As she prepared for "Into the Woods," her very first theater production for Minneapolis-based Ten Thousand Things, director Marcela Lorca recalled the best advice she ever received. Two simple words that help whenever she feels overwhelmed.
They came from a longtime Guthrie Theater colleague, the late Ken Washington, who led the theater's actor training program before Lorca took over in 2014.
"He was a very generous, kind man, a real noble person," recalled the soft-spoken Lorca, over a latté at Minneapolis' Birchwood Cafe. "Whenever I had a question, I would go to him because he was such a wise person. I'd ask my question and he would smile and say, 'You know.' And I'd think, 'Of course I know.' It would send me right back into searching for my own answers."
The advice comes in handy these days. Lorca took over as artistic director of Ten Thousand Things last fall, a job she describes as "huge." And now she's in the midst of her first directing project for the tiny but ambitious theater, which also happens to be her first directing job since "Disgraced" at the Guthrie three years ago. Stephen Sondheim and James Lapine's "Into the Woods" features a complex plot and multiple lead characters. And it's a meticulously composed musical that, true to TTT's mission, will be traveling to prisons and senior centers in addition to having ticketed performances.
Actor Austene Van plays the Witch (Meryl Streep's role in the 2014 movie version) in a show about fairy tale characters whose lives reach a simultaneous crossroads.
After a recent rehearsal, Van marveled at "the audacity of doing this big, big, big ol' musical." "It's a big'un!" she said.
Lorca likes a challenge, though. In fact, she picked "Into the Woods" for her TTT debut precisely because of the work's ambition.

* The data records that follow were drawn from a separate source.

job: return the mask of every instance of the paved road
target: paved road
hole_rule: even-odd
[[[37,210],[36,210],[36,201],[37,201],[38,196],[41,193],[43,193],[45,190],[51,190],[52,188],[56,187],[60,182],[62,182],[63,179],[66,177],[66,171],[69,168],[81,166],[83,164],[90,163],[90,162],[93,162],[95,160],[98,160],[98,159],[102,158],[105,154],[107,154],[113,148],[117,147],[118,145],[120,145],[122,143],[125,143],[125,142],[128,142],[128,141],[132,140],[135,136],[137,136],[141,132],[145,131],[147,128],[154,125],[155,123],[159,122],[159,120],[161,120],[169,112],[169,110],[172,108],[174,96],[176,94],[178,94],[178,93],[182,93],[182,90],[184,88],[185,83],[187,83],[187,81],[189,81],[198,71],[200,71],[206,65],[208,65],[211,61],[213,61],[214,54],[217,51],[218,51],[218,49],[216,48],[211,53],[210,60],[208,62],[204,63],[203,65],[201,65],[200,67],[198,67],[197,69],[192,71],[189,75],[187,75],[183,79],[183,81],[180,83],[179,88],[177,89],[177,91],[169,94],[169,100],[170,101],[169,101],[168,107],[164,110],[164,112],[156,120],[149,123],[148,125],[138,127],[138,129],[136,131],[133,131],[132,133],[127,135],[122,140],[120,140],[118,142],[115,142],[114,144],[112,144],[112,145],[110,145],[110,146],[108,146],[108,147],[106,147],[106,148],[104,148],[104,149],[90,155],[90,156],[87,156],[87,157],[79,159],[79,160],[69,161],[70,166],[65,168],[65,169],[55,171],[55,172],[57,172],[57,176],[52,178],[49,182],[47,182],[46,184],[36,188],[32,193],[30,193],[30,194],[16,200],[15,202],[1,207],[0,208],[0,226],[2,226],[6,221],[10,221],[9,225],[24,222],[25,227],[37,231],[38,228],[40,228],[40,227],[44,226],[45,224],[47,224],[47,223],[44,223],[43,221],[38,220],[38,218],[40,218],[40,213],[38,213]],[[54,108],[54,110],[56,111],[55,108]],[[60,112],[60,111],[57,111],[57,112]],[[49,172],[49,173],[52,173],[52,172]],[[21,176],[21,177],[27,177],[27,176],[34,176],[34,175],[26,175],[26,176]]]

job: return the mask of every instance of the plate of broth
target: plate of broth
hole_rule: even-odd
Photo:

"I've always been intrigued by the humor, the lightness, but also the depth and the darkness that it can take you to," Lorca said. TTT founder Michelle Hensley often spoke about fairy tales as ideal for the theater's nontraditional audiences, since the form gives audiences a way to distance themselves. With "Into the Woods," Lorca said, "it's not devastating because of the fairy tale frame you see it through. It's removed enough from reality that you can afford to dive into people being killed, losing their children, sacrificing for each other."